Mandating a specific arbitrary number of “Enterprise Agreements” to migrate to also makes little sense. For some agencies, that number may be zero or, in fact, negative (where achieving cost savings may mean the agency must move away from certain costly and wasteful agreements it already has in place).

Finally, the “Enterprise Agreements” requirement may give undue advantage to the larger software vendors, as has already been pointed out in the October 11 article by FedScoop’s Nihal Krishan. Smaller vendors (including SaaS vendors) may have better products at better rates, but they have generally struggled to sell to the Federal government even before the new barriers raised in the proposed Act.

The American taxpayer does not benefit from lower competition and reduced ability to switch technology. Software procurement decisions must be based on factors such as (1) the product’s fit for purpose, (2) meeting critical requirements such as cybersecurity, and of course, (3) overall cost.
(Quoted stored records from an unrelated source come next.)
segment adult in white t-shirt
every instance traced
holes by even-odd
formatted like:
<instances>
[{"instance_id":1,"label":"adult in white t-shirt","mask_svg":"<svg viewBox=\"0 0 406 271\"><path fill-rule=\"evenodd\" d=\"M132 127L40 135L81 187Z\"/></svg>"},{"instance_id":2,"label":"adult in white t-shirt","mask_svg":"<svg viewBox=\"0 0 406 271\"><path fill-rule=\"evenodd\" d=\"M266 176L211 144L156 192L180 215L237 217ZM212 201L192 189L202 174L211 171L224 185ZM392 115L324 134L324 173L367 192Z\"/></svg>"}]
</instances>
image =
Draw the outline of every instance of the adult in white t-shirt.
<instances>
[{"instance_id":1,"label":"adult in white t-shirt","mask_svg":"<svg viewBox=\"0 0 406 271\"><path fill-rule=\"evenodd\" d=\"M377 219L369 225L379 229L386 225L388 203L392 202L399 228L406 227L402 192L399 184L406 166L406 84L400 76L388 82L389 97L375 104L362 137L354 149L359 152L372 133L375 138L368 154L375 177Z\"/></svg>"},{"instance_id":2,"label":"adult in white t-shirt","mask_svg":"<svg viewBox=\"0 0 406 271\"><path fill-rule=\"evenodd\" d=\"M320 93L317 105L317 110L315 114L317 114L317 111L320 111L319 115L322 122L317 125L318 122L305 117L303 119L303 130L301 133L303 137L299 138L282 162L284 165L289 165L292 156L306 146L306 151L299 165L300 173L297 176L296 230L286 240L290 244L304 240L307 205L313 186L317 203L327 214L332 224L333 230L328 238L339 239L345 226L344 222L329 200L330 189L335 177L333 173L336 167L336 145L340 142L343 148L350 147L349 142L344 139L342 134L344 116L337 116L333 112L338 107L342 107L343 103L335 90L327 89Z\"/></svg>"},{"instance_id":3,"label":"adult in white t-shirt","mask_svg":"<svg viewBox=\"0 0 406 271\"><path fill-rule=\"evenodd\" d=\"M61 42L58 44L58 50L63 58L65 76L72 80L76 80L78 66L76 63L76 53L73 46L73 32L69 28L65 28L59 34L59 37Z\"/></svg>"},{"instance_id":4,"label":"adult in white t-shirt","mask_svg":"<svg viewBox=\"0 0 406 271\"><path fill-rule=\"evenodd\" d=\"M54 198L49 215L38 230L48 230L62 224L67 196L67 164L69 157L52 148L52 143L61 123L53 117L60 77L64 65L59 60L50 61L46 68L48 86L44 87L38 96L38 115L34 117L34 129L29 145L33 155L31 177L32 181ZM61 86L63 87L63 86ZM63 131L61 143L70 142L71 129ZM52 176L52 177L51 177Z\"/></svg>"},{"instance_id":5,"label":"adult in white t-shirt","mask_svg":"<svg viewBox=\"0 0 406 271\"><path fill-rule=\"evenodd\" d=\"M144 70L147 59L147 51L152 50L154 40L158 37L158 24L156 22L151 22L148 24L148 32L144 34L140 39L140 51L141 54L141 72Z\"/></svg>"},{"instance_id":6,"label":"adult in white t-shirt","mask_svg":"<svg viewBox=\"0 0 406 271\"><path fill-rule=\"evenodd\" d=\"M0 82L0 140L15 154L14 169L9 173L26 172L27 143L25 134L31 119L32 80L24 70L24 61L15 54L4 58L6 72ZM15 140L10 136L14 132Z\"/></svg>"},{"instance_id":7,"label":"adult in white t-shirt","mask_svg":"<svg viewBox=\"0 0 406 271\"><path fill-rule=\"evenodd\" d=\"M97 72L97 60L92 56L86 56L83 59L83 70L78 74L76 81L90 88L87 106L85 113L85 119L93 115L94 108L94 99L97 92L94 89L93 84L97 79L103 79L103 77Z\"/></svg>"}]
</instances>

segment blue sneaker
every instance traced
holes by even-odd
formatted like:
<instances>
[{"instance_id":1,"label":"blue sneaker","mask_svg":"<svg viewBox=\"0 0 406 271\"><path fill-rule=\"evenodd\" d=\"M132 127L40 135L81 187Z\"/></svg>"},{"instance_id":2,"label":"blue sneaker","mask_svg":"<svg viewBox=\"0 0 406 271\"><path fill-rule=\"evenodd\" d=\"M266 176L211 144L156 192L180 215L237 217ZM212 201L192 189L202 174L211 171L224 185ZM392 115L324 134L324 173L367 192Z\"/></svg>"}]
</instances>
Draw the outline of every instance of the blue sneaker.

It is unclear how the American people benefit if an arbitrary and undefined new “Enterprise Agreement” requirement overrides these basic factors going forward and why any weight is given to how the software vendor chooses to name their agreement paper.
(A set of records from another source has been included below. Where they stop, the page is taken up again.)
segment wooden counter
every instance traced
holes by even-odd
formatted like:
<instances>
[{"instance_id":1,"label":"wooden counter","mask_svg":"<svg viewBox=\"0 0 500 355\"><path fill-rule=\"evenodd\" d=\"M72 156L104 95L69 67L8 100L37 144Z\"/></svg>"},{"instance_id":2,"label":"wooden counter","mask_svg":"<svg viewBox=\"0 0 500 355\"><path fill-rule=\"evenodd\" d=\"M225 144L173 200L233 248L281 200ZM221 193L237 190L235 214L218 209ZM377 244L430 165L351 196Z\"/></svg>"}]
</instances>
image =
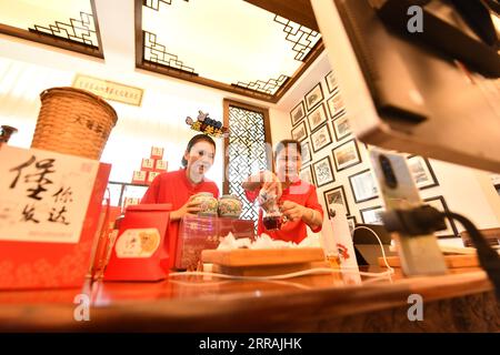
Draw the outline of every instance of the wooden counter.
<instances>
[{"instance_id":1,"label":"wooden counter","mask_svg":"<svg viewBox=\"0 0 500 355\"><path fill-rule=\"evenodd\" d=\"M83 290L0 292L0 332L499 332L500 308L486 274L454 270L392 280L309 275L287 281L172 276L159 283L93 283ZM77 294L90 321L73 318ZM423 298L410 322L408 296Z\"/></svg>"}]
</instances>

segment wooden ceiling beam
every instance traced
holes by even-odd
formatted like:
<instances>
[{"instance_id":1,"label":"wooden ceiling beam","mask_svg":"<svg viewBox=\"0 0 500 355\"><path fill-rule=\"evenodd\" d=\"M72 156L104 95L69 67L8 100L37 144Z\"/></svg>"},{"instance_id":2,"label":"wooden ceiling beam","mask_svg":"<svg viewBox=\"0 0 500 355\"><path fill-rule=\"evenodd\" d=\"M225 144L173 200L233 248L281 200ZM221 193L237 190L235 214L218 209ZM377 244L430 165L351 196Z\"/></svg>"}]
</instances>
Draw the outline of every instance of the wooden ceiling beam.
<instances>
[{"instance_id":1,"label":"wooden ceiling beam","mask_svg":"<svg viewBox=\"0 0 500 355\"><path fill-rule=\"evenodd\" d=\"M244 0L319 32L310 0Z\"/></svg>"}]
</instances>

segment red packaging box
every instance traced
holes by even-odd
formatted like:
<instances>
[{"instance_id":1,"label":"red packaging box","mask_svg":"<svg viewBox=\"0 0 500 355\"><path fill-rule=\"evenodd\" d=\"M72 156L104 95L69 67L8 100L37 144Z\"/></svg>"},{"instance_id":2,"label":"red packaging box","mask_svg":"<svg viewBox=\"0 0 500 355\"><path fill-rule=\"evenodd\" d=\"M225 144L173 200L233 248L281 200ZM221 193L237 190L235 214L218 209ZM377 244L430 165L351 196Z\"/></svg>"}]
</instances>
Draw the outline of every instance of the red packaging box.
<instances>
[{"instance_id":1,"label":"red packaging box","mask_svg":"<svg viewBox=\"0 0 500 355\"><path fill-rule=\"evenodd\" d=\"M236 239L254 237L254 224L249 220L190 216L182 217L179 226L174 267L198 268L201 251L217 248L220 239L232 233Z\"/></svg>"},{"instance_id":2,"label":"red packaging box","mask_svg":"<svg viewBox=\"0 0 500 355\"><path fill-rule=\"evenodd\" d=\"M108 185L111 165L54 152L41 151L36 149L12 149L0 144L0 153L9 152L10 150L18 152L28 151L30 155L36 156L37 161L43 155L50 156L54 159L56 162L56 165L52 170L59 172L63 168L62 165L57 165L57 162L61 162L62 164L62 161L80 163L82 171L87 169L86 164L87 166L90 166L97 163L98 166L93 184L91 185L90 200L87 204L87 209L83 210L87 212L84 212L81 232L77 234L78 239L76 241L62 241L67 237L60 236L61 241L51 240L49 242L40 240L30 242L26 240L16 241L14 239L6 240L4 237L10 237L10 235L3 235L2 240L0 240L0 290L81 287L90 268L92 244L94 242L94 239L100 234L99 220L102 207L101 204L106 187ZM0 165L1 164L3 164L3 162L1 162L0 159ZM31 166L28 166L26 169L30 169L32 166L34 166L34 161ZM57 172L54 174L57 174ZM50 180L56 184L56 179L53 179L52 175L50 175ZM10 183L10 179L9 181L7 180L8 179L6 179L4 181ZM19 180L18 182L21 183L21 180ZM53 187L54 186L52 185L46 185L46 189ZM69 195L67 197L69 197ZM76 199L74 191L73 199ZM51 200L44 199L44 201L46 203L48 203ZM77 201L72 202L68 200L67 202L78 204ZM0 205L2 204L3 203L0 203ZM71 209L71 204L69 204L67 207L68 210ZM59 212L61 211L62 210L59 210ZM62 215L63 214L59 214L59 216ZM56 215L52 214L52 217L53 216ZM33 217L33 215L31 217ZM38 234L36 237L46 237L46 234L47 236L50 235L51 239L59 237L57 234L50 234L48 230L44 230L43 225L46 225L47 222L44 221L42 214L34 214L34 217L39 220L38 224L33 224L36 225L36 229L38 229ZM64 221L60 219L59 222L70 223L71 220ZM0 233L3 234L1 227Z\"/></svg>"},{"instance_id":3,"label":"red packaging box","mask_svg":"<svg viewBox=\"0 0 500 355\"><path fill-rule=\"evenodd\" d=\"M129 206L120 223L104 281L160 281L168 275L164 246L171 204Z\"/></svg>"},{"instance_id":4,"label":"red packaging box","mask_svg":"<svg viewBox=\"0 0 500 355\"><path fill-rule=\"evenodd\" d=\"M128 206L137 205L139 203L141 203L141 199L139 197L124 197L123 210L126 210Z\"/></svg>"},{"instance_id":5,"label":"red packaging box","mask_svg":"<svg viewBox=\"0 0 500 355\"><path fill-rule=\"evenodd\" d=\"M141 171L154 171L154 159L143 158L141 162Z\"/></svg>"},{"instance_id":6,"label":"red packaging box","mask_svg":"<svg viewBox=\"0 0 500 355\"><path fill-rule=\"evenodd\" d=\"M151 146L151 159L163 159L163 149L160 146Z\"/></svg>"},{"instance_id":7,"label":"red packaging box","mask_svg":"<svg viewBox=\"0 0 500 355\"><path fill-rule=\"evenodd\" d=\"M166 160L156 160L154 161L154 171L157 172L166 172L169 168L169 162Z\"/></svg>"},{"instance_id":8,"label":"red packaging box","mask_svg":"<svg viewBox=\"0 0 500 355\"><path fill-rule=\"evenodd\" d=\"M146 184L148 179L148 172L146 171L134 171L132 176L132 184Z\"/></svg>"},{"instance_id":9,"label":"red packaging box","mask_svg":"<svg viewBox=\"0 0 500 355\"><path fill-rule=\"evenodd\" d=\"M154 178L157 178L159 174L161 174L161 173L160 172L156 172L156 171L148 172L147 184L150 185L152 183L152 181L154 180Z\"/></svg>"}]
</instances>

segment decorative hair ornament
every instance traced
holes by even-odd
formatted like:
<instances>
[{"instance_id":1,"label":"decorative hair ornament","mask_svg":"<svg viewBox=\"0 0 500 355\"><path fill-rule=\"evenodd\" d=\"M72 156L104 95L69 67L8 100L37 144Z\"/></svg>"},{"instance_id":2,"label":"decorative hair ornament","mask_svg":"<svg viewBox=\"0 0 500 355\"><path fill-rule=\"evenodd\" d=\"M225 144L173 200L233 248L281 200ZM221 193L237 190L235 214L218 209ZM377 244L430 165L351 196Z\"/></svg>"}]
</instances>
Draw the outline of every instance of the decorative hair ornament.
<instances>
[{"instance_id":1,"label":"decorative hair ornament","mask_svg":"<svg viewBox=\"0 0 500 355\"><path fill-rule=\"evenodd\" d=\"M198 131L214 138L228 138L229 129L222 126L222 122L212 120L209 113L203 113L201 110L198 111L198 116L196 120L191 119L189 115L186 118L186 123L191 126L191 130Z\"/></svg>"}]
</instances>

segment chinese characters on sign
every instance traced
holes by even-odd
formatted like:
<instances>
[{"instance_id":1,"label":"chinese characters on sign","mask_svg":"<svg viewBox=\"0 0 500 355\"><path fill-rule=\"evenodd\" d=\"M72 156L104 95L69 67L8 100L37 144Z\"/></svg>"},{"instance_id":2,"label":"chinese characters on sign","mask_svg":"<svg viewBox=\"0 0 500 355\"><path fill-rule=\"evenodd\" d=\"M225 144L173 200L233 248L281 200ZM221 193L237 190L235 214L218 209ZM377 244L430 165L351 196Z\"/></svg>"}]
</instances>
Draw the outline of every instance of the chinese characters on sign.
<instances>
[{"instance_id":1,"label":"chinese characters on sign","mask_svg":"<svg viewBox=\"0 0 500 355\"><path fill-rule=\"evenodd\" d=\"M77 243L99 162L0 149L0 240Z\"/></svg>"},{"instance_id":2,"label":"chinese characters on sign","mask_svg":"<svg viewBox=\"0 0 500 355\"><path fill-rule=\"evenodd\" d=\"M77 74L73 80L73 88L90 91L102 99L133 104L136 106L141 105L143 93L142 89L139 88L128 87L117 82L82 74Z\"/></svg>"}]
</instances>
The Ugly: a hard truth about a new law

Prior legislation (MEGABYTE Act, FITARA, and their related guidance such as OMB M-16-12 and others) already cover many of the requirements in this proposed Act. Had such legislation been adopted and enforced in full, agencies would have had much more effective IT Asset Management today, saving American taxpayers billions of dollars. Unfortunately, over the years, the adoption of such existing legislation, at least as it relates to IT Asset Management practices, has largely been subpar and superficial. This is due to a lack of organizational and individual accountability, a lack of budget and resources, and competing priorities. Simply having a new law repeating the same requirements will not solve the underlying problem of accountability and resources.

To sum it up

The SAMOSA Act contains many valuable provisions, alongside a few misguided ones and others that are still missing.

  • The Act should more precisely define ”Enterprise Agreements”, and require agencies to evaluate such agreements (whenever or not already in use with respect to the largest software vendors) for their actual cost reduction potential and flexibility of operation over the long term.
  • The Act should require a comprehensive governance framework for IT Assets such as ISO/IEC 19770-1 and the FinOps methodology for cloud financial management, to ensure government agencies evolve their maturity level in managing software and cloud costs to the next level, enabling the achievement of truly meaningful and repeatable savings and risk mitigation.
  • The Act should reinforce the need to comply with existing legislation, such as the MEGABYTE Act (2016). Also, to ensure agency execution around ITAM and cost reduction for software and cloud, the Act should require accountability and provide for the resources required. To drive meaningful long-term results, a minimum budget of 1% of the software and cloud spend should be allocated to the continuous tracking and management of software and cloud assets and to cost reduction efforts.
  • Toward that end, the proposed Act should call for the appointment of an ITAM/SAM “tsar” responsible for all ITAM/SAM activities across the government. This function should be accountable for the execution of all relevant legislation and for optimizing the government’s use of software and cloud to drive cost savings.

Senators Peters and Cassidy should be applauded for their intention to tackle the waste in our government’s software and cloud supply chain. With a few modifications and the adoption of IT Asset Management (ITAM) industry best practices, the SAMOSA Act could realize its full potential and save the American people billions of dollars while strengthening our government’s cybersecurity posture at the same time.